Better spending is another prerequisite to make savings. There are three ways to do this, EAHM President explains: “Improving productivity, or in other words, providing care faster – this is the reason behind the development of out-patient services and shorter hospitalization. Limiting waste – much still remains to be done in this field. For example, according to some studies, nearly 50% of the food produced for patients and staff is thrown away. Improving quality – this means reducing risks and exceptional cost overrun.”
A new paradigm
And he goes on to say: “The corollary of these developments is that medicine is no longer an art, based on a special relationship between doctor and patient. It has now become a service industry using modern technology where the patient interacts with a multi-disciplinary team applying increasingly standardized processes.”
In this context, the advent of new communication and information technologies is a wonderful opportunity.
Four promising paths
Four paths appear to be particularly promising for Philippe Blua:
- Asking the patient to do part of the administrative tasks currently carried out by the staff: admission procedure, ordering meals, collecting information on the patient’s constants and providing follow-up of treatments, particularly after the return home.
- Automating and simplifying collection of information indispensable for the traceability of healthcare to increase the amount of time that health care professionals can devote to patients.

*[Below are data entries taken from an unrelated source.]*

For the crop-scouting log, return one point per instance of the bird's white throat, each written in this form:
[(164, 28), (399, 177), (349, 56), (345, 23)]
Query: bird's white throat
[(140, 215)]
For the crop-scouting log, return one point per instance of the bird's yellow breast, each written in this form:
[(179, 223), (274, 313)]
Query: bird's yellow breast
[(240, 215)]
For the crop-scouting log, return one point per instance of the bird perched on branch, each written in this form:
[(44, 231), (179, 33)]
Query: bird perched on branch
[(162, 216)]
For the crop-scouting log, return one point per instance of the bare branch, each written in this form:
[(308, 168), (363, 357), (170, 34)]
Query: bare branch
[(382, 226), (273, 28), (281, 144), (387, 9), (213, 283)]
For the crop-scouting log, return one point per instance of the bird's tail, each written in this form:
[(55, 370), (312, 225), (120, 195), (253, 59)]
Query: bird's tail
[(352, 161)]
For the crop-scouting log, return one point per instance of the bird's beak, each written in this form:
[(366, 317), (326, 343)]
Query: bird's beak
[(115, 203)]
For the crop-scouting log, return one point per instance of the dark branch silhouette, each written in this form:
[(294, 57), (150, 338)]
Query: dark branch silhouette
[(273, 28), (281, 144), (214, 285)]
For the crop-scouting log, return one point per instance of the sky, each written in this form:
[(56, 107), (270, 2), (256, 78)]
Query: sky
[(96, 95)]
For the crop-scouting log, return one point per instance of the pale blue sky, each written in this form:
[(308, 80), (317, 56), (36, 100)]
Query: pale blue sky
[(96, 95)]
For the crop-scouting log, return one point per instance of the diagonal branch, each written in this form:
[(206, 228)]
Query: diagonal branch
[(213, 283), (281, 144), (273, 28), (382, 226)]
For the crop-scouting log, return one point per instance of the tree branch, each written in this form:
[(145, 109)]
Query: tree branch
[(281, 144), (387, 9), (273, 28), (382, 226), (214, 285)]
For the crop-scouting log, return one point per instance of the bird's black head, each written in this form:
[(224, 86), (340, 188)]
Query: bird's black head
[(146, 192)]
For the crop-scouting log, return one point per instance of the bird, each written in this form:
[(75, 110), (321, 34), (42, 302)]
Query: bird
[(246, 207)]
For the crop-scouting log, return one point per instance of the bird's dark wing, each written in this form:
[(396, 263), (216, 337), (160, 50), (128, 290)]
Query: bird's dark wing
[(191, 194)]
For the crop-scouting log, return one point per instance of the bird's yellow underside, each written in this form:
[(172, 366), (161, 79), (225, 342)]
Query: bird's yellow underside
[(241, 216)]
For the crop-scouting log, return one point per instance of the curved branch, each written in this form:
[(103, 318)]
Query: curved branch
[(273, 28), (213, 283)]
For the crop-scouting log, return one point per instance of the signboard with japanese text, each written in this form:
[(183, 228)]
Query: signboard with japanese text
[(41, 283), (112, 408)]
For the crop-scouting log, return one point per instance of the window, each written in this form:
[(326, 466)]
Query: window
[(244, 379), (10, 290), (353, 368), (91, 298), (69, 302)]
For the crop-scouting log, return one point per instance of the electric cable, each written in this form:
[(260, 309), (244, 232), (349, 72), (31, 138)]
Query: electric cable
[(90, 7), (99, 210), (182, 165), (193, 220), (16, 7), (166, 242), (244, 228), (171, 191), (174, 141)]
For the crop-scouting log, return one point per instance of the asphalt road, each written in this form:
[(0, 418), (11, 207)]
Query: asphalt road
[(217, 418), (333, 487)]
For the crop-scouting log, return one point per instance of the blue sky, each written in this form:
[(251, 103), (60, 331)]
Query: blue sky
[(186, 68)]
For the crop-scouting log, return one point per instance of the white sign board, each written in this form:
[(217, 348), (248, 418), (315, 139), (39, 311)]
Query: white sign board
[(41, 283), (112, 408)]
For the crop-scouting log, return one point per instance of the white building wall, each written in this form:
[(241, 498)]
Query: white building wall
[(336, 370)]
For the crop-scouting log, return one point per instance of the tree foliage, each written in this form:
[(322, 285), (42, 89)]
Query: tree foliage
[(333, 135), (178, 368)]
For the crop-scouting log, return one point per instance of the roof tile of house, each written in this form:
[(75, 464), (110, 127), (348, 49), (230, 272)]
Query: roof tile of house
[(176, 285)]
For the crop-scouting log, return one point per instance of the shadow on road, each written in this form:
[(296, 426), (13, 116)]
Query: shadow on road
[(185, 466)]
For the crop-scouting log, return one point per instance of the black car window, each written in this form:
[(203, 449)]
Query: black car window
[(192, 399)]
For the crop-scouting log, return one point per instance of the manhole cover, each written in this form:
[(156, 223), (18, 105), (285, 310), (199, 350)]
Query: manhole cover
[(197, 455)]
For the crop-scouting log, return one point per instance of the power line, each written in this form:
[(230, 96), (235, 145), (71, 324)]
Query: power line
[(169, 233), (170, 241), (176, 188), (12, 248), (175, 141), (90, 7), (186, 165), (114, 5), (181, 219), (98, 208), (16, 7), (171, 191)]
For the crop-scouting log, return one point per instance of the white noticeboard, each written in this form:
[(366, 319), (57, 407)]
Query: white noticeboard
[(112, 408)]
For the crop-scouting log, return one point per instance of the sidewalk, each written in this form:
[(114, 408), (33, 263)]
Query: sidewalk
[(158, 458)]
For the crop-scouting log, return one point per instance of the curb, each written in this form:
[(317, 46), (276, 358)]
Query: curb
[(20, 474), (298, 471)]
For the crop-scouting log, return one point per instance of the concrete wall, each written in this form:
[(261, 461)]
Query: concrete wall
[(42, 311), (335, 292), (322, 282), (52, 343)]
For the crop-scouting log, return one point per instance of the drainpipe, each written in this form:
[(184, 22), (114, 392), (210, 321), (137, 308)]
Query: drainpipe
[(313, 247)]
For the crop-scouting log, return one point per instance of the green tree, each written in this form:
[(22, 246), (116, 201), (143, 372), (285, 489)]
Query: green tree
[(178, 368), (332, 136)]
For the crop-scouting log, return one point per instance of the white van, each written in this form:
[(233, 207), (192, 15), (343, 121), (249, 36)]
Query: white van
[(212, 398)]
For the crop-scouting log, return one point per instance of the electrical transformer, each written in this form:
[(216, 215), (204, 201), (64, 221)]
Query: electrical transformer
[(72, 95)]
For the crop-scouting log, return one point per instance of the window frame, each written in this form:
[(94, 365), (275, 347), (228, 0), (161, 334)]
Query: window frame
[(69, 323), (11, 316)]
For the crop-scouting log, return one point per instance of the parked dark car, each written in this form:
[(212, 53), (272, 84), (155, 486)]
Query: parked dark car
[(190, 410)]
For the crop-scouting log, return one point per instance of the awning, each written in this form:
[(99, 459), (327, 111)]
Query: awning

- Using artificial intelligence to help with the diagnosis and choice of therapies to reduce the margin of error.
- Optimizing processes and anticipating activity by exploiting data to maximize the use of available resources.
“Universities, start-ups, hospitals are already working on these various subjects. The speed at which these new technologies and practices are adopted is a crucial issue for the future of healthcare establishments and the improvement of care”, the EAHM President concludes.